JONATHAN TOBIN — COMMENTARY—
The media is already treating the dueling speeches today at the United Nations General Assembly by Palestinian Authority head Mahmoud Abbas and Israeli Prime Minister Benjamin Netanyahu as morally equivalent. But such a view of these addresses would be dead wrong.
To put it bluntly, Abbas lied, and Netanyahu told the truth.
Abbas based his claim for the United Nations to allow him to bypass negotiations and to get a state without first making peace with Israel on the notion Israel’s presence in the West Bank and Jerusalem is “the last occupation.” That would be news to the Kurds and a host of other ethnic groups large and small throughout the globe who have suffered as much if not more than the Palestinians, but who have never been considered worthy of an independent state by the international community.
Assuming the mantle of victimhood that has been a staple of Arab diplomacy, Abbas claimed the Palestinians came to the United Nations asking for a state armed only with “hopes and dreams.” But to accept this you have to ignore the fact an independent Palestinian state already exists in Gaza, albeit ruled by Hamas terrorist groups. As Netanyahu later replied, the Palestinians had come with “Hopes, dreams — and 10,000 missiles and Grad rockets supplied by Iran.”
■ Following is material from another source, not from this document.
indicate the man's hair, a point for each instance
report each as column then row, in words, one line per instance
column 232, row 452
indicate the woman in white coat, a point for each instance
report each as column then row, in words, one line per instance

Some journalists commenting on the speeches immediately claimed there was no difference between Abbas’ baseless claims of Israeli racism and Netanyahu’s noting the Palestinians intend their state to be free of Jews. But these claims are not equal. Israel is a democracy in which its Arab minority can claim full rights of citizenship. Yet Abbas himself has said peace must mean every town and village in the West Bank as well as neighborhoods in Jerusalem where Jews live over the green line must be eradicated. That means Netanyahu’s claim Palestine would be “Judenrein” and his mentioning of the fact the Palestinians have laws prohibiting the sale of land to Jews (a crime punishable by death) are not slurs but accurate reflections of the Nazi-like hate that permeates the PA.
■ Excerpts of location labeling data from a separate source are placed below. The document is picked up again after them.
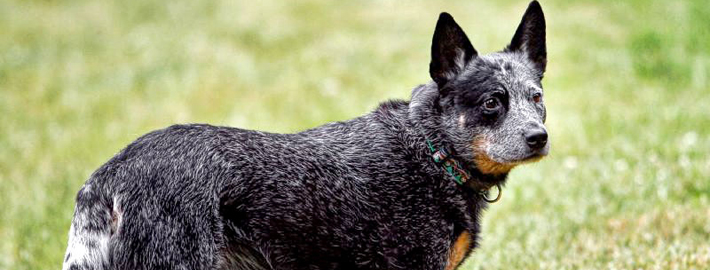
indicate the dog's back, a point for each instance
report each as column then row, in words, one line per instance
column 222, row 193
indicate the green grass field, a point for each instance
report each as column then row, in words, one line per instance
column 626, row 186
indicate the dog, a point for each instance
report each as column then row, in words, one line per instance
column 402, row 187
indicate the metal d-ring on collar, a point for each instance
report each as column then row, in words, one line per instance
column 484, row 194
column 458, row 172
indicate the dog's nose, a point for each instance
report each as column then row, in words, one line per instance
column 536, row 138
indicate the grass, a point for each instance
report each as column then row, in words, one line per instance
column 626, row 186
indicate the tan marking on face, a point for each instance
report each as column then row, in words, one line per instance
column 484, row 163
column 459, row 250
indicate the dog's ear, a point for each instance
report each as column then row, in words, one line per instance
column 450, row 50
column 530, row 36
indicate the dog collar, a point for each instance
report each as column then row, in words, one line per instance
column 461, row 176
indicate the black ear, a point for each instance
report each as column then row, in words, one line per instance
column 450, row 50
column 530, row 36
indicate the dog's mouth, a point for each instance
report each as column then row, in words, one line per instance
column 488, row 165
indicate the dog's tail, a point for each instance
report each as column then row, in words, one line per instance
column 90, row 231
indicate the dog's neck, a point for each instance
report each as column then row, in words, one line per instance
column 424, row 116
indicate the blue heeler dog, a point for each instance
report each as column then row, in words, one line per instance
column 402, row 187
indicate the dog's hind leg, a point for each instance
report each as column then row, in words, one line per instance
column 89, row 233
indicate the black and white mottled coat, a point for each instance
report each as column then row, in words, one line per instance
column 358, row 194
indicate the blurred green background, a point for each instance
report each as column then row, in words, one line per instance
column 626, row 186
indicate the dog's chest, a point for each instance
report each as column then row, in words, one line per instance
column 459, row 250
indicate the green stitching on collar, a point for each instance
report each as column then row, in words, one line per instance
column 450, row 164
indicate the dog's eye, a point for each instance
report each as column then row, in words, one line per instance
column 491, row 103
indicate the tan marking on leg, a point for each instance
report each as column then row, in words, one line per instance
column 459, row 250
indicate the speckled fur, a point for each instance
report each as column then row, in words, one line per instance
column 358, row 194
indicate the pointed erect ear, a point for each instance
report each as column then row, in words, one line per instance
column 450, row 50
column 530, row 36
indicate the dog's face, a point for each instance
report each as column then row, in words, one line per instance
column 493, row 105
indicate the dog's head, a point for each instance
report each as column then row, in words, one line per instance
column 492, row 106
Abbas said the peace process had “shattered on the rock” of Israeli settlements, as if the presence of Jewish towns and villages in the West Bank in what is the heart of the historic homeland of the Jews is the cause of the conflict. But as Netanyahu later pointed out, Abbas, who has spoken in the past about “63 years” of Israel “occupying Palestinian land,” that ignores the fact the conflict between Jews and Arabs was raging for half a century before the Six-Day War in 1967 when Israel came into the possession of the West Bank.
The Israeli cut to the heart of the problem when he concluded by asking why Abbas had spent the last three years doing his best to evade peace negotiations. If his true intent was merely to create a Palestinian state, he could have had one before Netanyahu took office in 2008. Ehud Olmert, Netanyahu’s predecessor, offered Abbas such a state in almost all of the West Bank, Gaza and a share of Jerusalem. But Abbas walked away from that offer just as his predecessor Yasir Arafat walked away from the state he was offered by Ehud Barak in 2000 and 2001.
That is why this UN circus initiated by the Palestinian leader is nothing more than a charade intended to bolster his standing at home and to avoid the necessity of engaging in U.S.-sponsored peace talks with Israel. The Palestinians don’t want to negotiate; they want the world to impose a dictat on Israel that will not guarantee the security or the rights of the Jewish state or even to agree to finally end the conflict.
Abbas could have, as Netanyahu suggested, met with the Israeli today in New York if he wanted. But the Palestinian has no interest in such talks or in peace if it means he will have to give up the right of Arab refugees to swamp it. One needn’t be a partisan of Netanyahu’s to understand there is no moral equivalence between their respective positions. One man lied, and the other told the truth.